Mariana Brandão

Mariana Brandão

Mariana Brandão has obtained a Master Degree in Medicine, by the University of Porto, Portugal, in 2010. She has done her general residency program in 2011 and then underwent a residency program on Medical Oncology from 2012 to 2017, at the Portuguese Institute of Oncology of Porto. As part of her training, she had a short clinical fellowship at the Royal Marsden NHS Foundation Trust, UK. She has become a Medical Oncology specialist in October 2017.

Afterwards, she moved to Institut Jules Bordet, in Brussels, Belgium, for a clinical research fellowship that lasted until December 2020. She worked on the design and reviewing of clinical trials synopsis and/or protocols, protocols amendments and any other trial-related documents as a medical advisor. Additionally, she developed other clinical research projects, generating original data and wrote systematic reviews and classic reviews, among other projects. Moreover, she has started a translational project regarding the impact of HIV infection in patients with breast cancer.
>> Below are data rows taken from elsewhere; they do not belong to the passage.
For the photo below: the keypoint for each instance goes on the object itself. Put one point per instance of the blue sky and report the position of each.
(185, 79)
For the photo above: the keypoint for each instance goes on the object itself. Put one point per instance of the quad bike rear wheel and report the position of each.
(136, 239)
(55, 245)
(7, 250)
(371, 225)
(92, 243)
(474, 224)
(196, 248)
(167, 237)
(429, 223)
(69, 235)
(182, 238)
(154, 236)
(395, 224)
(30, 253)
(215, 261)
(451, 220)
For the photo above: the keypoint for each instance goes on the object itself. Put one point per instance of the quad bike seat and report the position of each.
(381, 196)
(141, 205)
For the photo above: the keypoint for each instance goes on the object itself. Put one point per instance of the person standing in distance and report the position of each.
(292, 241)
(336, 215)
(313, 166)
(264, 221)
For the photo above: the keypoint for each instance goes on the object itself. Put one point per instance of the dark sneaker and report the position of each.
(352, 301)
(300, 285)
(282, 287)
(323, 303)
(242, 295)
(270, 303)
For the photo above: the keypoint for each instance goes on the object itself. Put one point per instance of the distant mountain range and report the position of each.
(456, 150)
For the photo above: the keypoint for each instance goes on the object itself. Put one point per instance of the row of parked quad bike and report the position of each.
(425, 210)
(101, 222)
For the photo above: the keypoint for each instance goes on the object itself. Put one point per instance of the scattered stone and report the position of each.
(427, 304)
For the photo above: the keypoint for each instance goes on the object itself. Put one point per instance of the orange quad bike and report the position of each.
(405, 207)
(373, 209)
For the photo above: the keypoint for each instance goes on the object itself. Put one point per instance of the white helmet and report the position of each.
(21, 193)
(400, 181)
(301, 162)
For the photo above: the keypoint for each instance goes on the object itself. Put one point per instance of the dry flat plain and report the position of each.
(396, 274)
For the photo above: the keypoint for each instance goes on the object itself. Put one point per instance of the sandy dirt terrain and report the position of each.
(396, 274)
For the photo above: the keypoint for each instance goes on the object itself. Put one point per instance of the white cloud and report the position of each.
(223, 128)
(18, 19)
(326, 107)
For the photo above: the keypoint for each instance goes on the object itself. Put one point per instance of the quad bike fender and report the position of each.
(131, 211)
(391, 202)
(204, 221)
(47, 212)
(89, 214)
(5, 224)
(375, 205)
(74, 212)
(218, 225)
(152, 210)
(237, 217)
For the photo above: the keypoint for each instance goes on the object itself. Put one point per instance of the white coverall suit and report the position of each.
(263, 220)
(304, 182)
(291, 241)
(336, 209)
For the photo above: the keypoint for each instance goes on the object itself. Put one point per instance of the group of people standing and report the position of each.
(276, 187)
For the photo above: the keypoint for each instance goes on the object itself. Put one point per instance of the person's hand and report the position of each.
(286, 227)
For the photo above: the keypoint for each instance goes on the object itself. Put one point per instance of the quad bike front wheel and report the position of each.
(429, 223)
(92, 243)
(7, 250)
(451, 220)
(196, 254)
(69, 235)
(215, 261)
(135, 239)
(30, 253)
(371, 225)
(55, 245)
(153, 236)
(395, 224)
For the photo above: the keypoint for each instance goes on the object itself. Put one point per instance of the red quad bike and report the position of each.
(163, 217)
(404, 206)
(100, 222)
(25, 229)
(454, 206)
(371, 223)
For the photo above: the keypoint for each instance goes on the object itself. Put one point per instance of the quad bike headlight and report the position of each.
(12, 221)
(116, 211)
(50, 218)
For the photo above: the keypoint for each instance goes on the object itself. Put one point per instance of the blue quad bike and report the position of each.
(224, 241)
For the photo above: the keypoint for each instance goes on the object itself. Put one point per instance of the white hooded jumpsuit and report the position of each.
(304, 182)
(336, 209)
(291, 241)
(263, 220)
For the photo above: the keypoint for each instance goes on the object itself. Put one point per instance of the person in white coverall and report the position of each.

She has concluded her PhD on Public Health in may 2021 at the University of Porto. Within the aim of her PhD project, she has been in Mozambique several times since 2015, working on the assembly and study of the first prospective cohort of breast cancer patients in the country – the Moza-BC cohort. She studied the distribution of breast cancer subtypes, and its impact in etiology, clinical management and survival.

She has also been working with a cohort of breast cancer patients at the Portuguese Institute of Oncology of Porto (the NEON-BC cohort), studying the relationship between the biological and socio-economic heterogeneity among breast cancer patients and its implications on health care expenditure.

Since January 2021 that she is working as a Medical Oncology consultant at the Institut Jules Bordet, performing both clinical and research activities at the Thoracic Oncology Unit. She is currently developing a clinical trial on the application of liquid biopsy to the detection of molecular alterations in patients with advanced lung tumors.